Commenters last night noticed that the blockbuster NBC story — showing Obama knew years ago that not everyone would be able to “keep” their plan as promised — had disappeared. It has now resurfaced at the same URL, but for a while, a key paragraph was missing:
That is the paragraph that showed that HHS was going out of its way to make it difficult for policies to be grandfathered. The paragraph seems to be restored now, but let’s quote that passage in normal readable font in case it mysteriously disappears again.
None of this should come as a shock to the Obama administration. The law states that policies in effect as of March 23, 2010 will be “grandfathered,” meaning consumers can keep those policies even though they don’t meet requirements of the new health care law. But the Department of Health and Human Services then wrote regulations that narrowed that provision, by saying that if any part of a policy was significantly changed since that date — the deductible, co-pay, or benefits, for example — the policy would not be grandfathered.
As Morgen Richmond points out, this is actually something the administration boasted about years ago:
Q: How will the regulation help me keep my coverage if I don’t want to choose a new private plan?

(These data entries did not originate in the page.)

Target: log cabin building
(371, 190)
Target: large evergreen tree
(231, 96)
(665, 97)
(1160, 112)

A: The regulation lets health plans that existed on March 23, 2010, when the Affordable Care Act became a law, to be “grandfathered” and thus be exempt from some of the new law’s provisions. But the rule sets firm limits on how much your current coverage can be changed before it loses its grandfathered status. Compared to their policies in effect on March 23, 2010, grandfathered plans:
*Cannot significantly cut or reduce benefits – for example, if your plan covers care for people with diseases such as diabetes, cystic fibrosis or HIV/AIDS, the plan cannot eliminate coverage for those diseases;
*Cannot raise co-insurance charges – for example, it increases your share of a hospital bill from 20% to 25%;
*Cannot significantly raise co-payment charges – for example, it raises its copayment from $30 to $50 over the next 2 years;
*Cannot significantly raise deductibles – for example, it raises a $1,000 deductible by $500 over the next 2 years;
*Cannot significantly lower employer contributions by more than 5 percent – for example, it increases its workers’ share of the premium from 15% to 25%;
*Cannot add or tighten an annual limit on what the insurer pays. Some insurers cap the amount that they will pay for covered services each year. If they want to retain their status as grandfathered plans, plans cannot tighten any annual dollar limit in place as of March 23, 2010. Moreover, plans that do not have an annual dollar limit cannot add a new one unless they are replacing a lifetime dollar limit with an annual dollar limit that is at least as high as the lifetime limit (which is more protective of high-cost enrollees).
It sounds wonderful, doesn’t it — except that refusing to grandfather anything that changes even slightly means you don’t actually get to keep your plan, as promised, because premiums go up, other things change, and any little change means you get kicked into the new whatever-Democrats-like plans where seniors are paying for childbirth coverage.
What is actually happening — and it was known this would happen — is that plans are disappearing because they do not comply with the new regulations. In some cases, they are being replaced by new and more expensive plans; we have seen numerous stories about this in recent days, and commenter Kevin M. provides the letter his wife received placing the blame for the cancellation of their less expensive policy squarely on ObamaCare:
It’s OK, though: Kevin’s wife can purchase a new and more expensive plan.
Some others aren’t so lucky. Some other private plans are being cancelled outright. It’s OK — the people affected can simply go to the exchanges!
You know: the exchanges that don’t work.
So if you’re on a private plan and you are receiving expensive treatment for, say, cancer, or some other life-threatening condition, your insurance company may simply cancel your plan on the theory that the exchanges can pick up the slack — and then, when the government’s incompetence in building a simple ^%&&^*& website is not fixed in time, your treatment will be disrupted.
The government’s hubris in taking over health care insurance, and failing to provide an alternative, may actually put people’s health at risk if they don’t get this thing fixed.
And we are powerless to do anything about it. It’s enough to make you want to scream and storm the barricades — but that won’t do any good. So you just sit and fume. Because that’s what you do when government takes over and screws it up. You can’t go to the competition. You can’t vote them out because the system is rigged. So you sit and fume.
This is the problem with lack of competition, folks. There are no alternatives. That’s why it’s incredibly dangerous and stupid to turn over such an important part of the economy to the government. And make no mistake: that’s what we have done. (And by “we” I mean other people.)
I will now go scream into a pillow. What else can I do?